用于按ROLL对行进行一次分组(按ROLL和时间戳排序).这是我将首先使用的脚本:
For grouping lines by ROLL once sorted by ROLL and timestamp. Here is the script I would use as a first approach:
import re
from itertools import groupby
regex = re.compile(r"^.*TIME\[([^]]+)\]ID\[ROLL:([^]]+)\].+$")
我将定义三个可调用项以对行进行过滤,排序和分组:
I would define three callables for filtering, sorting and grouping lines:
def func1(arg) -> bool:
return regex.match(arg)
def func2(arg) -> str:
match = regex.match(arg)
if match:
return match.group(1)
return ""
def func3(arg) -> int:
match = regex.match(arg)
if match:
return int(match.group(2))
return 0
然后循环遍历您的输入文件.
Then loop over your input file.
首先拒绝不合规的数据. 按ROLL然后按时间戳对剩余数据进行排序. 然后按ROLL对数据进行分组.

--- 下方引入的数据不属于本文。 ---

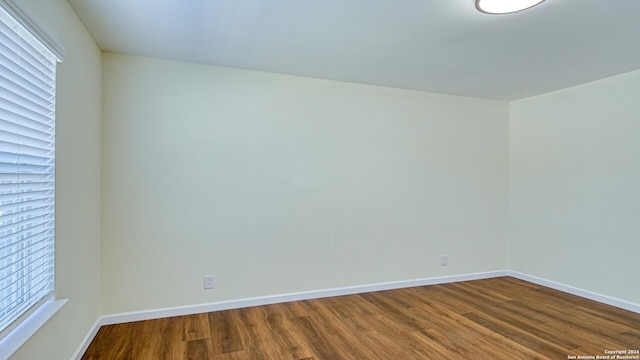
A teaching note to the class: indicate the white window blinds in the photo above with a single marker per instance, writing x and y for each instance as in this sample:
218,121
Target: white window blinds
27,164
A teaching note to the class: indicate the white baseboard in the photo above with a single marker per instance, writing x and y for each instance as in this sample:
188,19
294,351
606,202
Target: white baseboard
350,290
275,299
619,303
88,339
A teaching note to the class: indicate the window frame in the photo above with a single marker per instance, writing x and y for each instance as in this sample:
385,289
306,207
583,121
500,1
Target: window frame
19,332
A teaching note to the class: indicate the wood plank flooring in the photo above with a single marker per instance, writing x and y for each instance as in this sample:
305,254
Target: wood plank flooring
500,318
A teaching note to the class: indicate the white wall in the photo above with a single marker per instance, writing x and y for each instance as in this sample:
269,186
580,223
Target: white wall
575,186
279,184
78,153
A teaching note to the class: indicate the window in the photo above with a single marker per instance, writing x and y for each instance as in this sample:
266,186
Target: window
27,170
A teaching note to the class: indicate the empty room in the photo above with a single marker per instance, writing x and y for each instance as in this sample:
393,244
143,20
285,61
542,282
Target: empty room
304,179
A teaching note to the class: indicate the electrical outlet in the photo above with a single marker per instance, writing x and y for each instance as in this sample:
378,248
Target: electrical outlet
210,282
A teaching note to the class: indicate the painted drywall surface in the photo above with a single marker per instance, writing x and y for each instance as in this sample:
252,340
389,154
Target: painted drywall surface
78,154
575,186
279,184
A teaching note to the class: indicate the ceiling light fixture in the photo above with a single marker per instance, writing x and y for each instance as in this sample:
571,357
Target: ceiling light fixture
505,6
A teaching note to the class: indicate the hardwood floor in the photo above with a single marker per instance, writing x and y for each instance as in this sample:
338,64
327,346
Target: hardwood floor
501,318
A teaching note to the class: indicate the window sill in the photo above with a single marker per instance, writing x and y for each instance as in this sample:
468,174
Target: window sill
19,336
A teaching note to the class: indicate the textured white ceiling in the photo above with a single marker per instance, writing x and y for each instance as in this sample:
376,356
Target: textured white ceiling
443,46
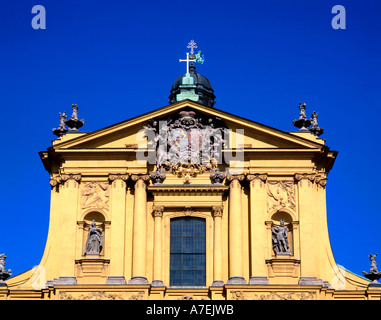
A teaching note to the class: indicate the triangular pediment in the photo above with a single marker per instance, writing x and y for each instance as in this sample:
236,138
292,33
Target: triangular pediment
126,133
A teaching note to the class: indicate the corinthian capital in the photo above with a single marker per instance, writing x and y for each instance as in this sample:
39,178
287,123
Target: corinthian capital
143,177
157,211
217,211
262,177
113,177
231,177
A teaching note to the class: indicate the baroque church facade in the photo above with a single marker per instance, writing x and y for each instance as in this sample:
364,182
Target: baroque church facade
188,202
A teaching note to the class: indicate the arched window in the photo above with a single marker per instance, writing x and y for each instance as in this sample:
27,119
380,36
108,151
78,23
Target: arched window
188,253
98,219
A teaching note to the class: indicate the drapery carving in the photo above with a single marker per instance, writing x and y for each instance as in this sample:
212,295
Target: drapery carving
95,195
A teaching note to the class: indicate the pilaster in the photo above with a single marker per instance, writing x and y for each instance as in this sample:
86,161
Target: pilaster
157,213
139,242
257,209
235,230
118,218
217,212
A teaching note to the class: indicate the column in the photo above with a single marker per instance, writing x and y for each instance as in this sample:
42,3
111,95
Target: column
118,218
258,241
235,230
309,243
69,190
157,213
139,236
217,252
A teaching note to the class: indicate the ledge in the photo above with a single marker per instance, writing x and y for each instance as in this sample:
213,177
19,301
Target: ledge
188,187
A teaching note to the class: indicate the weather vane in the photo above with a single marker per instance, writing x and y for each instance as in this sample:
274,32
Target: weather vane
193,57
192,45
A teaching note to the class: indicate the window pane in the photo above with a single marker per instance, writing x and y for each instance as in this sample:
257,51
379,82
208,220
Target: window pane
199,245
176,262
188,262
187,258
175,277
188,245
176,227
187,227
188,278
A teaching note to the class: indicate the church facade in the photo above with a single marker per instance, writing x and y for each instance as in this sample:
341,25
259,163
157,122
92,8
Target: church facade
188,202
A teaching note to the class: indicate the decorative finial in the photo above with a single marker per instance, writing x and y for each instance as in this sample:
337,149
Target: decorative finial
3,273
74,123
61,130
302,123
187,60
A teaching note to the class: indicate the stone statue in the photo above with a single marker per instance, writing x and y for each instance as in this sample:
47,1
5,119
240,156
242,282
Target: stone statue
61,130
316,130
3,273
373,273
94,240
280,239
74,123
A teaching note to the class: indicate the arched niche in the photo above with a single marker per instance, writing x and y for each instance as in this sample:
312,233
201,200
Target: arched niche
282,220
84,225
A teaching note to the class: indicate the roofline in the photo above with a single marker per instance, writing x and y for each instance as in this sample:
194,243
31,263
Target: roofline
197,106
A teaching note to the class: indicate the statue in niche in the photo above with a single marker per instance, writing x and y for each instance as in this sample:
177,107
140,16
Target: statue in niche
373,274
94,240
280,239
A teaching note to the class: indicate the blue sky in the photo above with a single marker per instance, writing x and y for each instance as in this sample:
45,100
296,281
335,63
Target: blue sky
117,59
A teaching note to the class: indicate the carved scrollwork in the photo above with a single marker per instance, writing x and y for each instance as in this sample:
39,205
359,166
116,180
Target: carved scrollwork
320,179
281,194
217,211
273,295
137,177
99,295
58,179
113,177
157,211
95,194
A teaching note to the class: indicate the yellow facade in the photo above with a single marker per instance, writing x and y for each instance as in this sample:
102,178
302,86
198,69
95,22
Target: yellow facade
96,176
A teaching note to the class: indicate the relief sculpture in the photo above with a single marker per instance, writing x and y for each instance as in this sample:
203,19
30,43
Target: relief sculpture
95,195
281,194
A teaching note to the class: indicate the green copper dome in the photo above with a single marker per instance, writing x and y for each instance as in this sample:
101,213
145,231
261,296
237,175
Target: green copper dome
203,88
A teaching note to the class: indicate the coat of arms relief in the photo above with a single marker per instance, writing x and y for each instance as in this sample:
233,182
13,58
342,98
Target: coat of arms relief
187,144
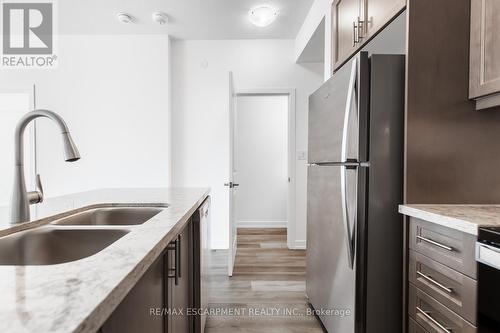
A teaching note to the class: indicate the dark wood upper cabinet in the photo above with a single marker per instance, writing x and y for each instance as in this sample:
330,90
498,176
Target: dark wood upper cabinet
485,49
345,29
377,13
355,22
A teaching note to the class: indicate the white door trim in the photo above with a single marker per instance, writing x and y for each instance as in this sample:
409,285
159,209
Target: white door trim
290,92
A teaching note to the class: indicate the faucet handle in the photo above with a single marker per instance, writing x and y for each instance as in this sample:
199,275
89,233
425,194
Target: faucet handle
39,186
37,195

Reject at first non-compliant data. Sort remaining data by ROLL then by timestamp. Then group data by ROLL.
with open(your_input_file) as fr:
collection = filter(func1, fr)
collection = sorted(collection, key=func2)
collection = sorted(collection, key=func3)
for key, group in groupby(collection, key=func3):
with open(f"ROLL_{key}", mode="w") as fw:
fw.writelines(group)
根据您的示例,该代码段将生成四个文件,这些文件的数据按时间戳的升序排序.
According to your example that snippet will produce four files with data sorted by ascending timestamp.
请勿通过将例如天数设置在第一位置来更改课程的时间戳格式.
Don't change the timestamp format of course by setting, for example, days in the first position.
这篇关于Python根据时间戳对文件内容进行排序并将其写入新文件吗?的文章就介绍到这了,希望我们推荐的答案对大家有所帮助,也希望大家多多支持IT屋!